Sur le plan sécuritaire, dans le sillage de la voie répressive sur laquelle le pouvoir s’est engagé en amont de ce rendez-vous électoral, les forces de l’ordre pourraient commettre de nouvelles bavures policières et poursuivre les arrestations dans les rangs des journalistes, des « hirakistes », des sympathisants du MAK, de Rachad et des associations de promotion de la démocratie et des droits humains.


Le pouvoir peut-il éviter un scénario de cet ordre ?


Le pouvoir peut parvenir à faire taire les dissidences en jouant sur la peur d’un retour aux violences de la décennie noire – la période du conflit entre le gouvernement militaire et les groupes islamistes armés qui a fait entre 100 000 et 200 000 victimes entre 1991 et 2002. S’il veut que la stabilité se maintienne, il doit faire en sorte que cette élection se déroule sans trop d’incidents, fermer la parenthèse de cette phase répressive préélectorale et entamer un dialogue national, notamment avec les associations investies dans le hirak et les partis d’opposition qui ont boycotté le scrutin.

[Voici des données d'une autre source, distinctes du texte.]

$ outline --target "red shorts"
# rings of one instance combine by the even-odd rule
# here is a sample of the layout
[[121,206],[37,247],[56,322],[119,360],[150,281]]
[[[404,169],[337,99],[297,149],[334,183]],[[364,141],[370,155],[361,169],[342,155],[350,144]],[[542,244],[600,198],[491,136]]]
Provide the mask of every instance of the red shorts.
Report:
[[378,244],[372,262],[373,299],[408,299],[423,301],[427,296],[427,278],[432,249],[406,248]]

Ce dialogue devrait être suivi de sérieuses réformes économiques, peu couteuses sur le plan social, impliquant notamment de dynamiser le secteur privé, de simplifier les procédures administratives et de développer le tourisme et les énergies renouvelables. Parallèlement, le gouvernement devrait procéder à des réformes politiques qui permettraient de réduire la crise de confiance entre les citoyens et les institutions, notamment en garantissant une non-ingérence du pouvoir dans l’appareil judiciaire. Mais, pour que cette stratégie réussisse, les militants du hirak et les perdants de ce scrutin devraient accepter de modérer temporairement leurs critiques du système au nom du sauvetage de l’Etat et du maintien de la paix civile, ce qui est loin d’être acquis.